By July 1, 2006, 101 methadone clinics had been set up with 204 more due to open by the end of the year, said Wu Zunyou, director of the National Centre for AIDS/STD Control and Prevention.

Wu said a total of 15,678 people have received methadone treatment since 2004 when the first clinic was established in Gejiu, in Southwest China's Yunnan Province.

Currently, 10,754 people are taking methadone, a synthesized narcotic widely used internationally as a drug substitute, helping wean them away from their addiction.

Official statistics show that China has just over 1 million drug addicts. However, experts estimate that the actual number is much bigger, possibly as many as 10 million.

The sharing of infected syringes ranks with unprotected sex as one of the two main causes of the spread of HIV, which 650,000 citizens now suffer from.

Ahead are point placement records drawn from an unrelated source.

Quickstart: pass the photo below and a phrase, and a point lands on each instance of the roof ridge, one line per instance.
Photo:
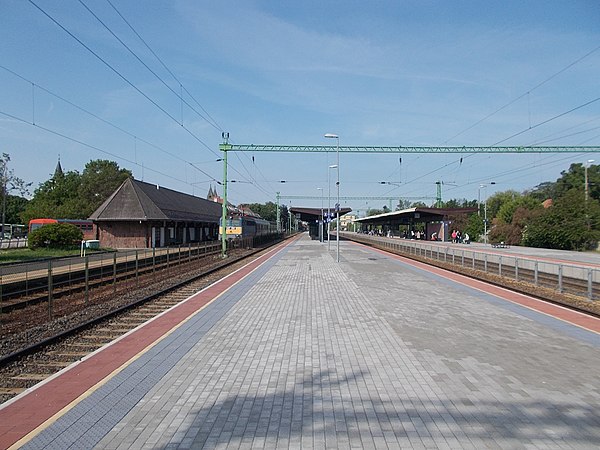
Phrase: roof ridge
(139, 191)
(107, 202)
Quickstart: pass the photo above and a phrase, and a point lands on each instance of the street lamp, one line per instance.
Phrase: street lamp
(587, 190)
(321, 222)
(337, 206)
(334, 166)
(586, 166)
(484, 208)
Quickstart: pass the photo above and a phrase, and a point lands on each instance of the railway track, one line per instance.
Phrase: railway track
(25, 367)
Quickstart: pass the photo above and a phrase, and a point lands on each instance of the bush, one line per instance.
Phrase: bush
(55, 235)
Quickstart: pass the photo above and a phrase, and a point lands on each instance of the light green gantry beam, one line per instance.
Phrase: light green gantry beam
(402, 149)
(315, 197)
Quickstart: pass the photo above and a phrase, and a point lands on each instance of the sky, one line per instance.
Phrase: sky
(152, 85)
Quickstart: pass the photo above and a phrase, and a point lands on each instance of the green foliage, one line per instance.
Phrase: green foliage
(460, 203)
(99, 180)
(374, 212)
(474, 227)
(55, 235)
(574, 178)
(569, 224)
(495, 201)
(15, 206)
(268, 211)
(74, 196)
(507, 209)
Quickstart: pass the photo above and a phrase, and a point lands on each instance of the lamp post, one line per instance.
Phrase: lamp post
(587, 192)
(337, 206)
(321, 221)
(334, 166)
(484, 186)
(587, 187)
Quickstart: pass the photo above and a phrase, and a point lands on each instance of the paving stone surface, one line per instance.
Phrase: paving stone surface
(367, 353)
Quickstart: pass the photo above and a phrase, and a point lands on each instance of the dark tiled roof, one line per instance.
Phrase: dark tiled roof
(136, 200)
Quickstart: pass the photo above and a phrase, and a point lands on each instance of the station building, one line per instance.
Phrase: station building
(144, 215)
(405, 223)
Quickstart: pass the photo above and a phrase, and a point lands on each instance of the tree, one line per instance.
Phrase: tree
(474, 227)
(55, 235)
(100, 178)
(495, 202)
(374, 212)
(507, 209)
(15, 206)
(57, 198)
(569, 224)
(72, 195)
(10, 183)
(573, 178)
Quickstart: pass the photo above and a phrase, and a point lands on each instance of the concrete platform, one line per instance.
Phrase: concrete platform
(373, 352)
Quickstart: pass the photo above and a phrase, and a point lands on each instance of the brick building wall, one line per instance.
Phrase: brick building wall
(124, 235)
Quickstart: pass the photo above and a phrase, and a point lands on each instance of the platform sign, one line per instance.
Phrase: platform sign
(231, 231)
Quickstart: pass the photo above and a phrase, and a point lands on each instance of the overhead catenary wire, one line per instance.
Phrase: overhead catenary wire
(525, 94)
(212, 121)
(86, 111)
(85, 144)
(124, 78)
(178, 95)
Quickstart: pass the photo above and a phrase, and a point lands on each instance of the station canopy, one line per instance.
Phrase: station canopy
(312, 214)
(412, 215)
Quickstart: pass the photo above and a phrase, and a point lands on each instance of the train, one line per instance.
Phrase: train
(86, 226)
(241, 226)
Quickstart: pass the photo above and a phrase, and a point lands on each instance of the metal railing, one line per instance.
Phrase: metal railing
(582, 281)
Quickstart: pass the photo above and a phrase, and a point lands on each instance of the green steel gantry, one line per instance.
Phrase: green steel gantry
(226, 147)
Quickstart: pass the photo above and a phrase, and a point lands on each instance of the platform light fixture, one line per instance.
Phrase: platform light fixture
(484, 186)
(334, 166)
(321, 222)
(337, 205)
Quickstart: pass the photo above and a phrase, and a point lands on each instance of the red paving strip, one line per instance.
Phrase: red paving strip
(27, 413)
(514, 254)
(559, 312)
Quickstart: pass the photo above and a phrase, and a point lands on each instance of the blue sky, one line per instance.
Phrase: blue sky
(420, 73)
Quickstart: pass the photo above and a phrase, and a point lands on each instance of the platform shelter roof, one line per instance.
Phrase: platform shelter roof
(410, 215)
(139, 201)
(311, 214)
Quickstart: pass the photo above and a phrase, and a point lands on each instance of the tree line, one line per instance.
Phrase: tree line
(564, 214)
(555, 214)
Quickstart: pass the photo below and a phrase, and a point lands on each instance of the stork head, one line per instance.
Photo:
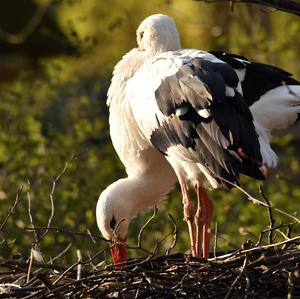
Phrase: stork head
(157, 34)
(113, 215)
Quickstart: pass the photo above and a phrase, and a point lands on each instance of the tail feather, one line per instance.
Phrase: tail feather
(278, 108)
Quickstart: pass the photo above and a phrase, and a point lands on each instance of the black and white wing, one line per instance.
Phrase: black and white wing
(271, 93)
(190, 109)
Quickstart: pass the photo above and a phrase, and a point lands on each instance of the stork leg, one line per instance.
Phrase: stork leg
(203, 219)
(189, 215)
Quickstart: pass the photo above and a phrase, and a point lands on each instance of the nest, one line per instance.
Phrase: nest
(253, 271)
(256, 272)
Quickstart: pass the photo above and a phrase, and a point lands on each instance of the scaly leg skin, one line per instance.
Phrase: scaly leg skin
(189, 214)
(203, 219)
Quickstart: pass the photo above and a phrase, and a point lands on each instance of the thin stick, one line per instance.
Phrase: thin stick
(79, 267)
(257, 201)
(215, 239)
(35, 236)
(256, 248)
(30, 265)
(237, 278)
(139, 244)
(55, 181)
(174, 233)
(270, 215)
(60, 254)
(13, 208)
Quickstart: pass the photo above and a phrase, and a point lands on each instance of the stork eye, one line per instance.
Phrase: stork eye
(113, 223)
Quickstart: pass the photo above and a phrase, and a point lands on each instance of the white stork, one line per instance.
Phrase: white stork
(202, 118)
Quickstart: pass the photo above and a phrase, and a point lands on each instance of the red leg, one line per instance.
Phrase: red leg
(203, 219)
(189, 214)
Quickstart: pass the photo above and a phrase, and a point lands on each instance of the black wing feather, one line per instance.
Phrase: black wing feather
(226, 142)
(259, 77)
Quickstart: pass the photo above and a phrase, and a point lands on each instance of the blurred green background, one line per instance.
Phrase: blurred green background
(56, 61)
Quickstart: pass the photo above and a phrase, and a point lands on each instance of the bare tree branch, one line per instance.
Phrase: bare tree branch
(13, 208)
(290, 6)
(29, 28)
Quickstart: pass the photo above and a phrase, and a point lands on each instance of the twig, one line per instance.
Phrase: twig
(174, 233)
(270, 215)
(257, 248)
(257, 201)
(60, 254)
(91, 236)
(65, 231)
(215, 239)
(55, 181)
(13, 208)
(237, 278)
(76, 264)
(30, 265)
(79, 267)
(139, 244)
(290, 6)
(29, 28)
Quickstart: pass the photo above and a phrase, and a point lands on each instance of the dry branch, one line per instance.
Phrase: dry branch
(290, 6)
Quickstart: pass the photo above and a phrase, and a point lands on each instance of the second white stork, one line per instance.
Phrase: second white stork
(197, 117)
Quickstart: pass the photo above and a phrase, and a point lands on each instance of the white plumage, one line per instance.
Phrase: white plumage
(168, 122)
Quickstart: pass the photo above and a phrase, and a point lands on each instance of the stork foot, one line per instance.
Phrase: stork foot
(203, 219)
(189, 215)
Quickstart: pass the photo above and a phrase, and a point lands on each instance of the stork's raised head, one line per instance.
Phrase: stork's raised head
(113, 217)
(157, 34)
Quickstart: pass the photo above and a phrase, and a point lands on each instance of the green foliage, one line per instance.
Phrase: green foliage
(57, 113)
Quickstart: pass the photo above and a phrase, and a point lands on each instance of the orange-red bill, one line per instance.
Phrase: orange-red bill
(118, 252)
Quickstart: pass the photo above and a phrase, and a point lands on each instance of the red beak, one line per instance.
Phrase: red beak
(118, 252)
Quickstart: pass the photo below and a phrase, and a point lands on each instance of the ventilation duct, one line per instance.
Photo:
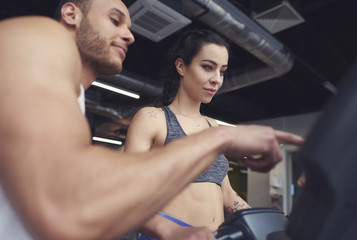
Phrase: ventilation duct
(279, 18)
(131, 81)
(154, 20)
(228, 20)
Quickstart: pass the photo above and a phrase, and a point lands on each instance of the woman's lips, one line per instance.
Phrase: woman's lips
(211, 91)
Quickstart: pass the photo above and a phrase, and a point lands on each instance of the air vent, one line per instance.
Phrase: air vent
(154, 20)
(279, 18)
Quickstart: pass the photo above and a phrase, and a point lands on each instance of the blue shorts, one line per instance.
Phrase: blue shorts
(179, 222)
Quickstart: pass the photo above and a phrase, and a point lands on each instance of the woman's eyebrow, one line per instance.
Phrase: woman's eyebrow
(213, 62)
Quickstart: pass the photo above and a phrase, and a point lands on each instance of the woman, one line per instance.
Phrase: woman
(198, 62)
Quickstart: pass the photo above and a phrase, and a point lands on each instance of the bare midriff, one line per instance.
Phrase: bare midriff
(199, 204)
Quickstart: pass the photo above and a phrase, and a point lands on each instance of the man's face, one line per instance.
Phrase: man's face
(104, 35)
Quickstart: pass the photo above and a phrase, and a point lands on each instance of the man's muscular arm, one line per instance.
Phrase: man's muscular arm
(63, 187)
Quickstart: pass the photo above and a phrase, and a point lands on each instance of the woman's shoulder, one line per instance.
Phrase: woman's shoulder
(212, 121)
(149, 114)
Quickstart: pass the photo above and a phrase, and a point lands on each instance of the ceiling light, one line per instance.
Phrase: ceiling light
(105, 140)
(116, 89)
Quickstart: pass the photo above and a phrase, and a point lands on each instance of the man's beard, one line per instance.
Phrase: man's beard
(94, 51)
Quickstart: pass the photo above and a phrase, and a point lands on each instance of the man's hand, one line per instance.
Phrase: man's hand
(258, 147)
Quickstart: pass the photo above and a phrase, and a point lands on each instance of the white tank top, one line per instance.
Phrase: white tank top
(11, 228)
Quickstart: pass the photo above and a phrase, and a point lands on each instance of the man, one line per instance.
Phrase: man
(54, 183)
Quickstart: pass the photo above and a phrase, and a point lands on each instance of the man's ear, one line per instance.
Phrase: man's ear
(180, 66)
(71, 15)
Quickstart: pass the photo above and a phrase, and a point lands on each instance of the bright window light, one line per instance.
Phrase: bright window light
(115, 89)
(224, 123)
(105, 140)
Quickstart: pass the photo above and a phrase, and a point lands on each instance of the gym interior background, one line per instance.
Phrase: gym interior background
(287, 60)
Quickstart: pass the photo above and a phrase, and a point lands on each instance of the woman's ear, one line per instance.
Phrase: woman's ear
(180, 66)
(71, 15)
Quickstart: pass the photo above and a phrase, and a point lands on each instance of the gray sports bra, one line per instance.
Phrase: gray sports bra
(217, 171)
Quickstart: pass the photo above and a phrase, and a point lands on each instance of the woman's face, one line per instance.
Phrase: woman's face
(204, 76)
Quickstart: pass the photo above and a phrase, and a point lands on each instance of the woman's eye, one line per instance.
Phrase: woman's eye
(208, 67)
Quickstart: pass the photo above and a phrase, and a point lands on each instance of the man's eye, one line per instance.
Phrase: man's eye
(115, 22)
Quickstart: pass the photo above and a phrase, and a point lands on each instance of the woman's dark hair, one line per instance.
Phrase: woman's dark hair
(186, 47)
(84, 5)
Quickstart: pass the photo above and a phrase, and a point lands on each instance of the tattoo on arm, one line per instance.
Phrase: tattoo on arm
(152, 114)
(235, 207)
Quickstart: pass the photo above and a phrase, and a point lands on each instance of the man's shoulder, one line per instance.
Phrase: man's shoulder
(27, 24)
(34, 33)
(40, 47)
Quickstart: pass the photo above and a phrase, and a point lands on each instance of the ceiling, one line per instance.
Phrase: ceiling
(323, 47)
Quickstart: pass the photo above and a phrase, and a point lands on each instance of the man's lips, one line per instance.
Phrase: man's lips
(122, 50)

Just over 44 per cent of the 70,000 new cases of HIV reported last year are believed to have been infected through sharing needles, while 43.6 per cent contracted the disease through unprotected sex.

Outbreaks of HIV/AIDS caused by drug abuse have been found in many provinces and regions, although Yunnan Province and the Guangxi Zhuang Autonomous Region are the two hardest hit areas.

Wang Longde, vice-minister of the Ministry of Health, warned that the virus is currently spreading from high-risk groups such as drug addicts and prostitutes to the general public.

He added that many prostitutes are also drug users, which raises the chance of them passing the virus on.

Aside from the methadone clinics, 300 new needle exchange centres will open by the end of the year.

By the end of 2005, the country had 91 free needle exchange centres, according to the Ministry of Health.

In a methadone clinic, a cup of methadone drink, which helps addicts slake their thirst for drugs, costs just 10 yuan (US$1.2). Replacing injected drugs with a drink encourages addicts to give up injections, which can spread AIDS.

Those undergoing methadone replacement therapy are required to take regular urine tests, Xinhua News Agency reported.

The results are recorded in a national data base run by police authorities.

The Regulation on AIDS Prevention and Control, which came into effect in March, says that governments at various levels are duty-bound to launch drug replacement therapy programmes to curb drug abuse and the spread of HIV/AIDS.

Wu said that, according to a study of the clinics' work, only 8.8 per cent of addicts who received methadone treatment for one year took drugs again.

However, of those who start the treatment nearly 70 per cent will return to using drugs.